- The Washington Times - Saturday, February 3, 2007

It is the revenge of the Stupor Bowl, perhaps. A portion of the American population will not be watching the big game today.

They are Super Bowl challenged, Super Bowl clueless. Many are just plain Super Bowl oblivious.

They do not know that in a few hours, the nation will be knee-deep in chili and Buffalo wings and chocolate cakes shaped like footballs. They do not comprehend the hoopla over giant linesmen; the halftime show escapes them entirely. They are clueless about sports announcers who make solemn pronouncements about “the halfback pass,” and they puzzle over whirling special effects that confine the actual game to about a third of the television screen.

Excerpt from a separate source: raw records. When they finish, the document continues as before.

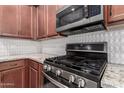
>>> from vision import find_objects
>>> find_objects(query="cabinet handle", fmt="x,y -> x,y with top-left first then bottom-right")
10,63 -> 18,66
109,5 -> 112,16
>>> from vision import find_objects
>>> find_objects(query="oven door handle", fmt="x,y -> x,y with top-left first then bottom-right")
42,71 -> 68,88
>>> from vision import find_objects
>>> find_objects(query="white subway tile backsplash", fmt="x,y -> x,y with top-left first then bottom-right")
40,37 -> 67,55
0,37 -> 41,56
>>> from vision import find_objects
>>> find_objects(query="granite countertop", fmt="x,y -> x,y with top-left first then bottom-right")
0,53 -> 56,64
101,63 -> 124,88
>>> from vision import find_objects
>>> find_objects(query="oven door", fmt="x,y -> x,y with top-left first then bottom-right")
43,72 -> 68,88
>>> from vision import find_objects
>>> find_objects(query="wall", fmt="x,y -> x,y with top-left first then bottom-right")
0,37 -> 41,57
40,24 -> 124,64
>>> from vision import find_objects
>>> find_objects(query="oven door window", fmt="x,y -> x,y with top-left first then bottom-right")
57,5 -> 85,27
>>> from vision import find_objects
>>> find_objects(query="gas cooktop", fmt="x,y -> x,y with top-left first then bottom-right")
45,55 -> 107,81
43,42 -> 108,88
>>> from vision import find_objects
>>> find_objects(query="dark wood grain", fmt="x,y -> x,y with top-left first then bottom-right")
47,5 -> 58,37
0,5 -> 18,36
37,5 -> 47,38
2,67 -> 25,88
19,6 -> 33,38
29,66 -> 39,88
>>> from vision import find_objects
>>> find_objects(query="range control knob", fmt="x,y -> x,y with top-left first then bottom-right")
43,64 -> 48,70
69,75 -> 75,83
47,65 -> 52,71
78,79 -> 85,88
56,70 -> 62,76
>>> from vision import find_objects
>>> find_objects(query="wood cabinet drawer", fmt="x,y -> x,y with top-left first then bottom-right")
0,60 -> 25,71
29,60 -> 39,70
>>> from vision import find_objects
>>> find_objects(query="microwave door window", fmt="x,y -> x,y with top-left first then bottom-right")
58,5 -> 85,27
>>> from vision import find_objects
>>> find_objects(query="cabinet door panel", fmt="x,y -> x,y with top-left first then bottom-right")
19,6 -> 32,38
108,5 -> 124,23
47,5 -> 57,37
1,5 -> 18,36
29,67 -> 38,88
37,5 -> 47,38
3,67 -> 25,88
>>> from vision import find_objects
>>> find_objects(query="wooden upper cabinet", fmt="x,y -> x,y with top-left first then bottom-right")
2,67 -> 25,88
37,5 -> 47,38
0,5 -> 59,39
0,5 -> 18,36
47,5 -> 58,37
37,5 -> 58,39
19,6 -> 33,38
0,5 -> 33,39
107,5 -> 124,23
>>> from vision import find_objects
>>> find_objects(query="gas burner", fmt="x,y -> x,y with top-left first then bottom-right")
72,59 -> 103,69
81,68 -> 92,73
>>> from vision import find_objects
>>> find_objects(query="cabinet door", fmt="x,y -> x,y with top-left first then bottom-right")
0,72 -> 2,88
39,64 -> 44,88
2,67 -> 25,88
19,6 -> 33,38
108,5 -> 124,23
0,5 -> 18,36
37,5 -> 47,38
29,66 -> 38,88
47,5 -> 58,37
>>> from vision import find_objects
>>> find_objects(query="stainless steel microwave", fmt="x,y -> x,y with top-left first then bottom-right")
56,5 -> 106,35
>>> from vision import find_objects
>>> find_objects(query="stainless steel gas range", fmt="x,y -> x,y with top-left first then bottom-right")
43,42 -> 108,88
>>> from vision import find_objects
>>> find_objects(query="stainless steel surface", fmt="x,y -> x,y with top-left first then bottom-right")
78,79 -> 85,88
56,5 -> 104,32
43,82 -> 58,88
89,6 -> 103,23
57,17 -> 90,32
66,42 -> 107,53
43,64 -> 98,88
69,75 -> 75,83
43,65 -> 47,70
47,65 -> 52,71
43,42 -> 107,88
56,69 -> 62,76
67,49 -> 107,53
42,71 -> 68,88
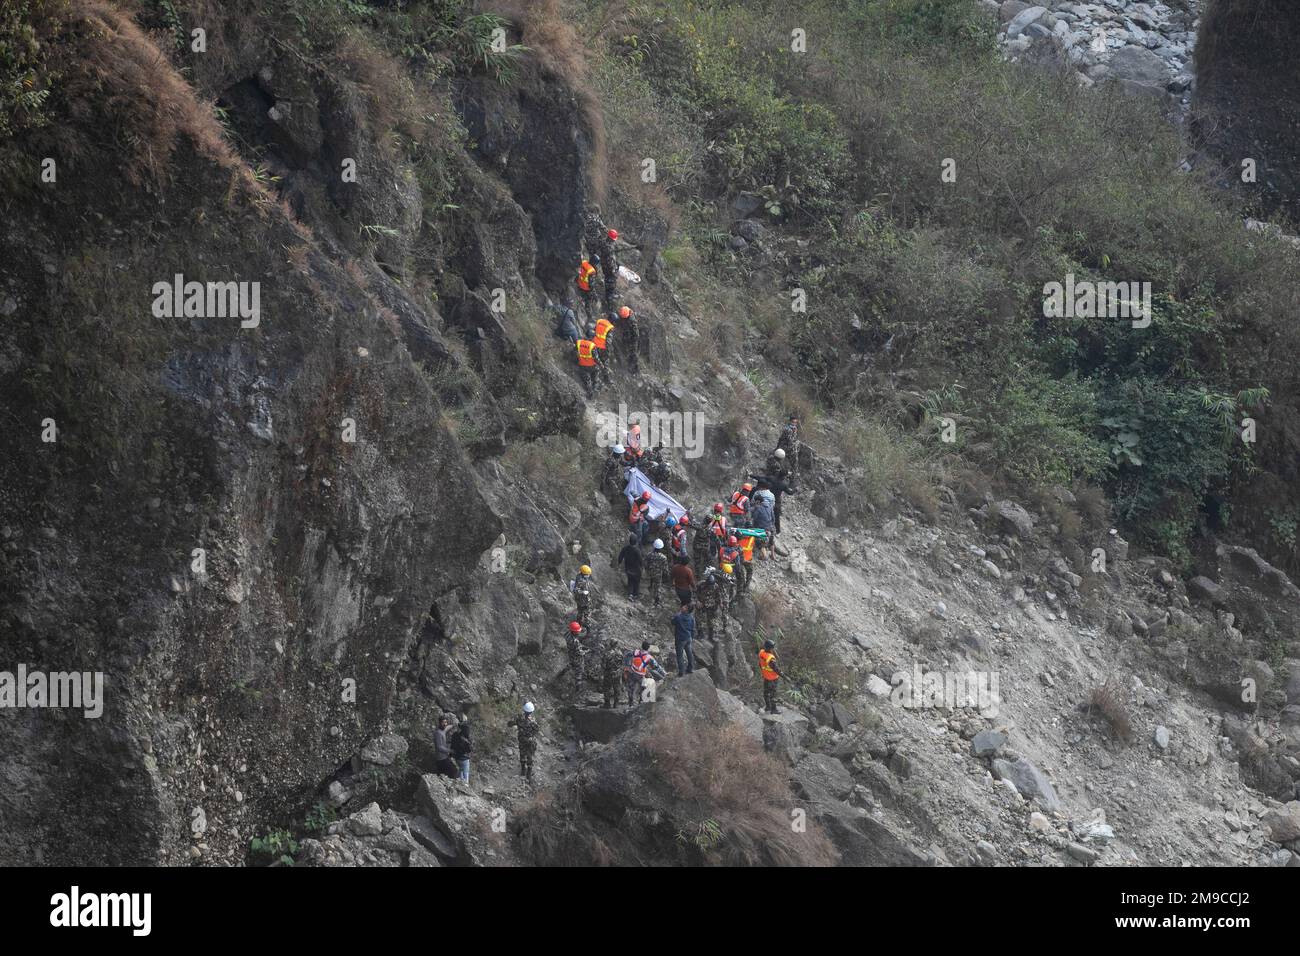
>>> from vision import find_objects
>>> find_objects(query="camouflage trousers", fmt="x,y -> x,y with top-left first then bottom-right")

Ask them who’s playing, and they stare off into space and say, “Uh-h-h, Joe Namath?”

Oh, the anti-Super population means no harm. They just don’t understand, for example, how fans can sit for hours on end in front of their TVs, screaming, eating and either jumping out of or falling off of their Barcaloungers. The anti-Supers have a point.

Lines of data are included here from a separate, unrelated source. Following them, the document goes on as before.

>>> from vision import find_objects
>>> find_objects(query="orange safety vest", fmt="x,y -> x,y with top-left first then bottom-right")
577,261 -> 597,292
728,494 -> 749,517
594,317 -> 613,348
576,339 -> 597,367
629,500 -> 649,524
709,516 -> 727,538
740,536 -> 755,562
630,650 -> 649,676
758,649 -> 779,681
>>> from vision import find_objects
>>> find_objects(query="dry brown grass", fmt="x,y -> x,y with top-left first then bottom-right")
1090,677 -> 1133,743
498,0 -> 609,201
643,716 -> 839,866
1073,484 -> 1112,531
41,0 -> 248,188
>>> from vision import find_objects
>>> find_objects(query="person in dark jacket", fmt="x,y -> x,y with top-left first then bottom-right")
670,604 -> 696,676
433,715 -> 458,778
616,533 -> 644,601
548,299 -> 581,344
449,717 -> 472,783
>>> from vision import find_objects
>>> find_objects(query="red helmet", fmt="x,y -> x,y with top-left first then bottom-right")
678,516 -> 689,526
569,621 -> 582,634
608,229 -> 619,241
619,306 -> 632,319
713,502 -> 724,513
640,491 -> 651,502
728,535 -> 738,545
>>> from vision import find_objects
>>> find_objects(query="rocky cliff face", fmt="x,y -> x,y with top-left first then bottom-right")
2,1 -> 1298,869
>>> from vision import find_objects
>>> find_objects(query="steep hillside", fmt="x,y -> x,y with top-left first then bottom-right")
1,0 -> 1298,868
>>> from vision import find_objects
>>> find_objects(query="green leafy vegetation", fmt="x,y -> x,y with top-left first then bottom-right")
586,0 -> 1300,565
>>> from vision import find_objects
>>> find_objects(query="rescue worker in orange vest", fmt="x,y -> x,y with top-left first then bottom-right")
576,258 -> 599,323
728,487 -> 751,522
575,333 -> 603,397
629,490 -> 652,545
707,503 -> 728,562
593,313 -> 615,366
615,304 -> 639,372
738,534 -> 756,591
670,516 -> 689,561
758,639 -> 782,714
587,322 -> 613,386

This year, CBS — covering the event for the first time since singer Janet Jackson had issues with her foundation undergarments during halftime in 2004 — will offer about 20 hours of programming, pre-programming and after-programming. But that’s nothing compared to ESPN, which is offering 91 hours, and the NFL Channel, which is offering 60.

It is endless. CBS Sportsline writer Larry Dubrow delivered an editorial this week titled “Ten Super Bowl storylines you’ll be sick of hearing,” observing that even die-hards will be tired of comparisons between the 2006 Bears and the 1985 Bears, for example. Everybody probably will be weary of hearing that advertisers spent $87,000 per second for their commercials today, too.

And while there is much analytical ado about the 90 million viewers who will tune in to the Super Bowl with great enthusiasm, there has been some modest research about those who won’t.

According to a poll of about 800 adults conducted two years ago by Fairleigh Dickenson University, 1 in 5 Americans won’t watch the Super Bowl. They are the “absolutely not” crowd eager to go into denial about the game, football, Barcaloungers and fatty foods and are right proud of it.

“Yeah, well, the dog doesn’t know it, but he’s getting a bath today. With the flea stuff. That’s going to be my Super Bowl,” said one vehement friend, who planned to eat a chef’s salad and feel good about herself while everyone else devolved into a mess of heartburn and guttural outcry.

The Fairleigh Dickenson poll does acknowledge the “social fan,” though — about 40 percent of the nation’s population — who sort of watch the game, just to be nice, but feel liberated enough to skip both the pre- and post-game shows, not to mention halftime.

Insight Express, a Connecticut-based research group, also polled 500 people and found that 54 percent planned to watch the game.

The rest?

They had other notions about “alternate Super Bowl activities.” Almost half planned to dine out at a restaurant that did not televise the game.

All the lifestyle and movie channels also offer fare for the football-free. The Hallmark Channel, for example, proudly trumpets its programming this year as ideal for viewers “who don’t know a goal post from a sign post.”

There are some who are taking the notion very seriously indeed. For the third year in a row, Madame X, a chichi red-upholstered Manhattan bar, is staging the Anti-Super Bowl Vamp Up, advising patrons: “We cordially invite you not to watch the Super Bowl. … Gentlemen will not be admitted before 10 p.m.”

It’s a girls-only affair featuring makeovers, manicures, massages, readings from romantic novels, chocolate and champagne-laced cocktails with names like Indecent Proposal and Paradise Found.

Yeah, sure, OK. Here at the Old Biddies Desk, however, all the girlies advise that anyone, male or female, who is mystified by the Super Bowl can use game time for good. Here are 10 suggestions:

Call your mother. (She’s probably not watching, either.) Prowl around the hardware store (deserted). Paint the guest room. Wash the dog(s).

Sneak upstairs and watch A.) “The Quiet Man,” B.) “Night at the Opera” or C.) “Plan 9 From Outer Space” on DVD.

Fiddle with the family tree. (Such Web sites as www.archives.gov, www. ancestry.com and www. jewishgen.org are all splendid resources.)

Organize family photos. Make bread. Change the furnace filter.

Start on the taxes. (Think how impressed everyone will be to know that while they were falling out of the Barcalounger, you were conquering the W-2s and being all mature and productive.)

And of course, there is the game. There will be chili and ranch dip and the cake shaped like a football, most likely with vanilla-flavored laces. And it is a chance to know exactly where spouse/child/significant other/familial rival is, for hours on end.

The Old Biddies Desk hereby grants you clearance to sit in on things, strictly as a monitor, of course. And, uh, be sure to bring us a plate. Thanks.